Microbiological properties of Myanmar traditional shrimp sauce, hmyin-ngan-pya-ye

2020 
The microbiological properties of Myanmar traditional fermented products were characterized using four different brands of bottled shrimp sauce products sold frequently at a large grocery market. Viable cells of these products were detected at various levels (102–105 cfu/ml) using de Man, Rogosa and Sharpe (MRS) agar medium containing 10% NaCl, and all isolates from the product samples were identified as the halophilic lactic acid bacterium Tetragenococcus muriaticus by 16S rRNA gene analysis.

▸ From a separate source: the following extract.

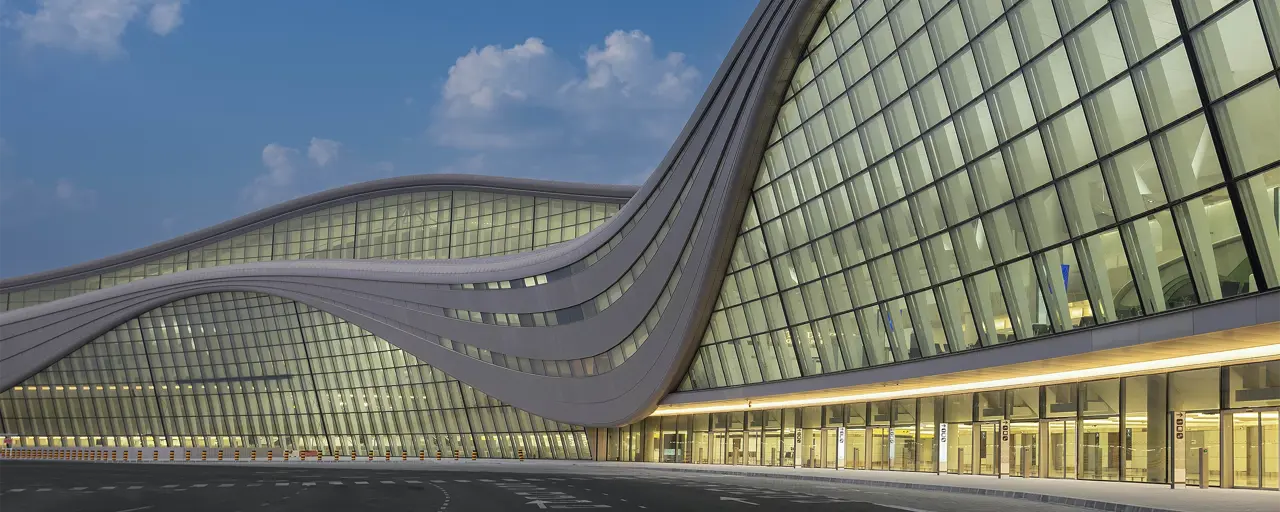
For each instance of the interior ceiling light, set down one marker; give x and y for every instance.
(1016, 382)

On the other hand, culture-independent bacterial analysis using a combination of clone library analysis and terminal restriction fragment length polymorphism (T-RFLP) analysis targeting the 16S rRNA gene demonstrated that these bacterial communities can be classified into three types. In two shrimp sauce products, a strictly anaerobic non-spore-forming halophile belonging to the genus Halanaerobium was detected as the dominant bacterium. In one shrimp sauce product, Tetragenococcus was the dominant genus. However, in the remaining shrimp sauce product, a number of bacterial species typically found in various environments, including the genera Geosporobacter, Sporohalobacter, Lysinibacillus, Soehngenia, and Tepidiphilus, were detected. These findings suggest that typical fermentation bacterial species found in traditional fermented fishery products, such as those belonging to the genera Tetragenococcus and Halanaerobium, are also frequently found in Myanmar shrimp sauce products.